Syaifuddin Muid, yang saat ini menjabat Kadis Sosial dan mantan praktisi hukum menilai, dalam membaca undang-undang tidak boleh menafsirkan sendiri secara leterlijk atau terpaku pada isi teks yg ada dalam bunyi pasal tersebut.
“Menfasirkan pasal dalam undang-undang harus mempertimbangkan apakah pemberlakuan pasal tersebut khususnya pada ayat c UU MD3, bahwa anggota DPR dilarang rangkap jabatan pada badan-badan yg menerima hibah APBD dan APBN, apakah berlaku pula terhadap Palang Merah Indonesia sebagai organisasi yang bergerak dibidang kemanusiaan?,” tanggapnya.

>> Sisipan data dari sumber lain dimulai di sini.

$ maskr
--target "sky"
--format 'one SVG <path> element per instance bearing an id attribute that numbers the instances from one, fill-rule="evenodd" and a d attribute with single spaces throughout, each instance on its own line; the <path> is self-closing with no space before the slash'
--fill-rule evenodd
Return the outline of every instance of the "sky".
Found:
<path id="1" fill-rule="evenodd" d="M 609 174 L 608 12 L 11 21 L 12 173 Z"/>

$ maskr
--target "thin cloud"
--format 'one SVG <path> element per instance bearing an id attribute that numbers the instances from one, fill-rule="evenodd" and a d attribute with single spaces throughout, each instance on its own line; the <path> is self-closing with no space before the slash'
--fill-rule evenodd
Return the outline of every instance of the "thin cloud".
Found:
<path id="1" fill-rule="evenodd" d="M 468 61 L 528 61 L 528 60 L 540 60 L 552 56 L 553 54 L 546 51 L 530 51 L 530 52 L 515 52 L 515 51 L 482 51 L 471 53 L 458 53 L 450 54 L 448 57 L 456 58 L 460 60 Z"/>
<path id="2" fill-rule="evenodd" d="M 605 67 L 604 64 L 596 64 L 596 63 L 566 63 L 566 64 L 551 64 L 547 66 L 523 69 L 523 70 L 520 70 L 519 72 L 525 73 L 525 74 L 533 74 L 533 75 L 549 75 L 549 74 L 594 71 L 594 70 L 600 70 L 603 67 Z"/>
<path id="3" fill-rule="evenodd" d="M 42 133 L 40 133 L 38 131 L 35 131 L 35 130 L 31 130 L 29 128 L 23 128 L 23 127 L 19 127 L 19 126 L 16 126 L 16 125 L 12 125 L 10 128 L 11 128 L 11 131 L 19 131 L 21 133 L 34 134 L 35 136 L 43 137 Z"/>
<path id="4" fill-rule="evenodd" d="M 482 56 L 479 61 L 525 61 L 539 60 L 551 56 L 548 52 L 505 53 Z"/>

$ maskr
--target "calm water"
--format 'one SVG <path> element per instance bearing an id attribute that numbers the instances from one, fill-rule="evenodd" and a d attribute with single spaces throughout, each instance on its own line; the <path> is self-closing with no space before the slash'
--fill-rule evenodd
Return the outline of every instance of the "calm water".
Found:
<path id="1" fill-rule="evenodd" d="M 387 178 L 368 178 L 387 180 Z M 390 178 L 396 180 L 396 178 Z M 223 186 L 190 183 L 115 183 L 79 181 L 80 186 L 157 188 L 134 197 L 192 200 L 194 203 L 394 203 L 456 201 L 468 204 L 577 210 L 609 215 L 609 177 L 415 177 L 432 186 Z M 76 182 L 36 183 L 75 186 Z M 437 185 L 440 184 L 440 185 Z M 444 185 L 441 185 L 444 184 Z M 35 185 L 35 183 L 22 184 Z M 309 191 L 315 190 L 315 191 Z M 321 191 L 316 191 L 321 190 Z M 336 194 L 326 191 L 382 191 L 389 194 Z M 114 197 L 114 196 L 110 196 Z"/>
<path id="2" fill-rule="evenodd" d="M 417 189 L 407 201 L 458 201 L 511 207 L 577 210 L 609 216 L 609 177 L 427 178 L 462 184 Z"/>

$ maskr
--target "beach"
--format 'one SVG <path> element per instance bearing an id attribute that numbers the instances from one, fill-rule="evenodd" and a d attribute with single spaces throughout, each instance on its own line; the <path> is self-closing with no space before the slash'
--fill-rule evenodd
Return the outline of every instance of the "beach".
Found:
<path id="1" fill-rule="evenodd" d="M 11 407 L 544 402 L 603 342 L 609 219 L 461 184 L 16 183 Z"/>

Menurut Syaifuddin, untuk mengkaji permasalahan ini diperlukan penafsiran yg harus didukung oleh ketentuan lain ataupun melihat hukum dalam praktek. Penafsiran dibolehkan oleh ketentuan yaitu dengan menafsirkan sesuatu kaedah hukum yang belum jelas namun olehnya, menafsirkan tidak boleh hanya secara leterlijk atau gramatikal yang terpaku dengan bunyi pasal tersebut dimana bunyi pasal tersebut hanya menyebut badan-badan lainnya yang menerima dana hibah APBN dan APBD.
“Dibutuhkan penafsiran lainnya yang dikenal dalam ilmu hukum yaitu penafsiran Historis, sistematis, teologis dan penafsiran perbandingan hukum, selain itu dalam menafsir PMI sebagai badan harus ditafsir dengan menggunakan penafsiran sistematis tentang pemberlakuan UU secara keseluruhan sebagai sistem perundang-undangan serta menafsirkan melalui pola perbandingan hukum yakni membandingkan dengan pemberlakuan atau kaidah hukum ditempat lain” terangnya.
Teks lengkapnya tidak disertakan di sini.